It is a pretty typical practice to develop a strategy position on crop insurance. Some people fully insure all crops every year. Some people always partially insure, perhaps choosing only some paddocks or some crop types or under insuring their maximum yield or price. Some never insure, in effect self-insuring, the money saved in premiums hopefully offsetting potential crop losses in the long term. Those for whom cropping is only a small part of their mixed farming business may have the option of grazing hail damaged crops and therefore offset losses to hail.
All strategies have pros and cons and all can be justified due to different businesses situations and the risk tolerance of the operators. Setting a strategy makes decisions easy, however set and forget strategies don’t work when situations change.
This year, it might be time for a rethink. Risk is a combination of likelihood and consequence.

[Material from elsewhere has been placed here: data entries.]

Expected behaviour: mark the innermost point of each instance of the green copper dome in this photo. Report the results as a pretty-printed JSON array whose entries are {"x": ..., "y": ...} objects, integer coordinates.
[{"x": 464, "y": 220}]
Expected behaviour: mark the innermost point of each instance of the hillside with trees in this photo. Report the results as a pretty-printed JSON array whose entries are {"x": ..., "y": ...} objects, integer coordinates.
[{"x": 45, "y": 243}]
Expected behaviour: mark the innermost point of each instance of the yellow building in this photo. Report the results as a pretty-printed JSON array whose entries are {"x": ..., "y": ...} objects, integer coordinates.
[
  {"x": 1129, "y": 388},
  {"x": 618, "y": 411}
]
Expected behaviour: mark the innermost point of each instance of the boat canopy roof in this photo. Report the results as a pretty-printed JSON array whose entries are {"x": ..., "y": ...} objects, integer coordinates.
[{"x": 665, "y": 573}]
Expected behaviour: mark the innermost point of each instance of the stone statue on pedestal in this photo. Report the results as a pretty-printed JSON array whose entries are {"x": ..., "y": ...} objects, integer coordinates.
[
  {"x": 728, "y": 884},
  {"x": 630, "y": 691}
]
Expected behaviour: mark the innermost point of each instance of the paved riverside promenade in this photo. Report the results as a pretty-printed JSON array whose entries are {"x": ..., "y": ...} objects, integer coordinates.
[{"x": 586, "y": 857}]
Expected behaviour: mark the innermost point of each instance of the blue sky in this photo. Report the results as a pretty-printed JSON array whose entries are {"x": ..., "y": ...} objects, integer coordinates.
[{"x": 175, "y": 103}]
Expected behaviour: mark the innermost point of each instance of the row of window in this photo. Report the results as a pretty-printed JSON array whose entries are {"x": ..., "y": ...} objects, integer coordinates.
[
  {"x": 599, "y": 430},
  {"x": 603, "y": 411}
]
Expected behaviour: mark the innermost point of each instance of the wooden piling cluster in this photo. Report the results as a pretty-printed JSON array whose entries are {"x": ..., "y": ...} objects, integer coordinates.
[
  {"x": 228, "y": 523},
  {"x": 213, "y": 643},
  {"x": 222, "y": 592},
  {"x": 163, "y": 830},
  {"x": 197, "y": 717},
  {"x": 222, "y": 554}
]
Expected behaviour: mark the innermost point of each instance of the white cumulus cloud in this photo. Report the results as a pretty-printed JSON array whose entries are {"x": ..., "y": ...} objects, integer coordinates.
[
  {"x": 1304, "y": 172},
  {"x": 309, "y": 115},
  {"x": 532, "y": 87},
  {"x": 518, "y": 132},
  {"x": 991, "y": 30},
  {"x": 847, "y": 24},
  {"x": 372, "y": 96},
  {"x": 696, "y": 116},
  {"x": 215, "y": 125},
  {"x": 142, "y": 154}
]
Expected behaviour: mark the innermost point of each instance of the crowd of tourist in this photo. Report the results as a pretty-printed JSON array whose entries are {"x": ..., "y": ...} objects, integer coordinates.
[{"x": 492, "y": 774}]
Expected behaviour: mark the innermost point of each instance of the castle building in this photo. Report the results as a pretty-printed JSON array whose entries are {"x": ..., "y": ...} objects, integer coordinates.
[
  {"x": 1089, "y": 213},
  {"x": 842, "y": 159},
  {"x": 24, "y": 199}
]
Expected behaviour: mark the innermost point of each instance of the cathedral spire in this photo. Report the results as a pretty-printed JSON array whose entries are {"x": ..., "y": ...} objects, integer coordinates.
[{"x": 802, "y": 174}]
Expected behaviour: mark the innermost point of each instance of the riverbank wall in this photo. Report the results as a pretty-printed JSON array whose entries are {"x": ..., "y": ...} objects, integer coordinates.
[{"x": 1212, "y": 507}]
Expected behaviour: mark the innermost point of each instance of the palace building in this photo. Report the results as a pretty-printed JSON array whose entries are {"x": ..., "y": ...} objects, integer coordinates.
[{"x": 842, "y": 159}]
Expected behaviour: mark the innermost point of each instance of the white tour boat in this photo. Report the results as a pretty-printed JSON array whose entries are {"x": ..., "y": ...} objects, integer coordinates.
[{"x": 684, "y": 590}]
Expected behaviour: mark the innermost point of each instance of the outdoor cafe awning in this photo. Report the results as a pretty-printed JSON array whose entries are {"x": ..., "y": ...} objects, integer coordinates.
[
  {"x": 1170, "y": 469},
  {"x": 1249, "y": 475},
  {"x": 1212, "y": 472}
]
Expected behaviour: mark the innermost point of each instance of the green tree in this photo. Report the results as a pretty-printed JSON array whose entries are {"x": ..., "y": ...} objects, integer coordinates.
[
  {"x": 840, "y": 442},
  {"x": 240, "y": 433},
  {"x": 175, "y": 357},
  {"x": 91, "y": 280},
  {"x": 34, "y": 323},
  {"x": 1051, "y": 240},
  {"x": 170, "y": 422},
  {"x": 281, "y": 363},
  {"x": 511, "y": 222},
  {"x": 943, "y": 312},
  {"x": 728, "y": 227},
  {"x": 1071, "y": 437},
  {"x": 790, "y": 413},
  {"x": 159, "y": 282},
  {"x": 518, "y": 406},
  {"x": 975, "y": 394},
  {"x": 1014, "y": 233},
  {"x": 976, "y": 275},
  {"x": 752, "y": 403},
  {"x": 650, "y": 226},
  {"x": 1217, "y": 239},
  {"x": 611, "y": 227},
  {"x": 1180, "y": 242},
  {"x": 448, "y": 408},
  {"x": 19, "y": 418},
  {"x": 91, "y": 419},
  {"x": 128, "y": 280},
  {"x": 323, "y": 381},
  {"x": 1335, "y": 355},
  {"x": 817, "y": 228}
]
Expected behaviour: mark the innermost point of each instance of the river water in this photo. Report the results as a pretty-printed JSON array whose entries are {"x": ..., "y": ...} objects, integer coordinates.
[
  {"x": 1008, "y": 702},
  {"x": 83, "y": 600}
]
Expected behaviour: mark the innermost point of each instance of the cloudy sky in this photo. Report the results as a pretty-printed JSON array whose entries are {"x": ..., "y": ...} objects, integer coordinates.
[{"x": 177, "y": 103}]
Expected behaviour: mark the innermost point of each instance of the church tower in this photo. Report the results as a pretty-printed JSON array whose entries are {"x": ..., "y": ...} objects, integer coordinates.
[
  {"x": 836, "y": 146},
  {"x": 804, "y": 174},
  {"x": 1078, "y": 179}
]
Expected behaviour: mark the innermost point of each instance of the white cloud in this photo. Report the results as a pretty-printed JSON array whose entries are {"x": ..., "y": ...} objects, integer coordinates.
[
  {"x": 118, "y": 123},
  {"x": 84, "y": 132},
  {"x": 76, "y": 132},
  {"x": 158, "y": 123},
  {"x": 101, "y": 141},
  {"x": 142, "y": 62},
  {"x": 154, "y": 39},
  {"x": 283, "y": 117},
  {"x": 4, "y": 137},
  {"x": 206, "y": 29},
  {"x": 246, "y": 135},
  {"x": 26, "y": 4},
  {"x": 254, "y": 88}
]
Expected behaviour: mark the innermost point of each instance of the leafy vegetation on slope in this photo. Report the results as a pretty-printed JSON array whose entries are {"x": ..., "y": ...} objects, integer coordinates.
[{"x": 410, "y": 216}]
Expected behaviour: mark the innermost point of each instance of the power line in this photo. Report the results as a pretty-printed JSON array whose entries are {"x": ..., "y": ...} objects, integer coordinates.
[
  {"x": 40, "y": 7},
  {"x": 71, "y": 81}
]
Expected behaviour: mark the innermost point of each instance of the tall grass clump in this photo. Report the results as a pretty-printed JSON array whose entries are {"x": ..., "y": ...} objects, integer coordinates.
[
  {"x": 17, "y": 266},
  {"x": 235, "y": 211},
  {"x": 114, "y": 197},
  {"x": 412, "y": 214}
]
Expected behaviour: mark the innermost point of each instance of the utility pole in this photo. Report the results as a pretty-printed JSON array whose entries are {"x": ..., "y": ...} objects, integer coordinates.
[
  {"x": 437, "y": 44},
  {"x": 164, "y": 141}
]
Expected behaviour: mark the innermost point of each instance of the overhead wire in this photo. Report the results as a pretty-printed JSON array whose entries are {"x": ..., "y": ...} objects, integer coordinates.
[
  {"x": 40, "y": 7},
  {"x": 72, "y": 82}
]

Likelihood of a hail event or fire might not be any different this year than any other year, however higher yields and the possibility of a wet harvest may extend harvest time and make your crop more vulnerable.
The possible consequences of total or significant crop loss to hail or fire may have changed this year. Lower stocking numbers and higher in paddock feed may limit your ability to make the most of damaged crops. Is your business more vulnerable this year due to a number of difficult seasons, a recent expansion or higher debt levels? Is an ownership transition on the cards that could be put in jeopardy by a significant crop loss.
This is by no means an advertisement for crop insurance but an encouragement to rethink your strategy and see if it fits this year. Shop around for insurance, prices vary significantly and loyalty and claims history make less difference than you would like to think.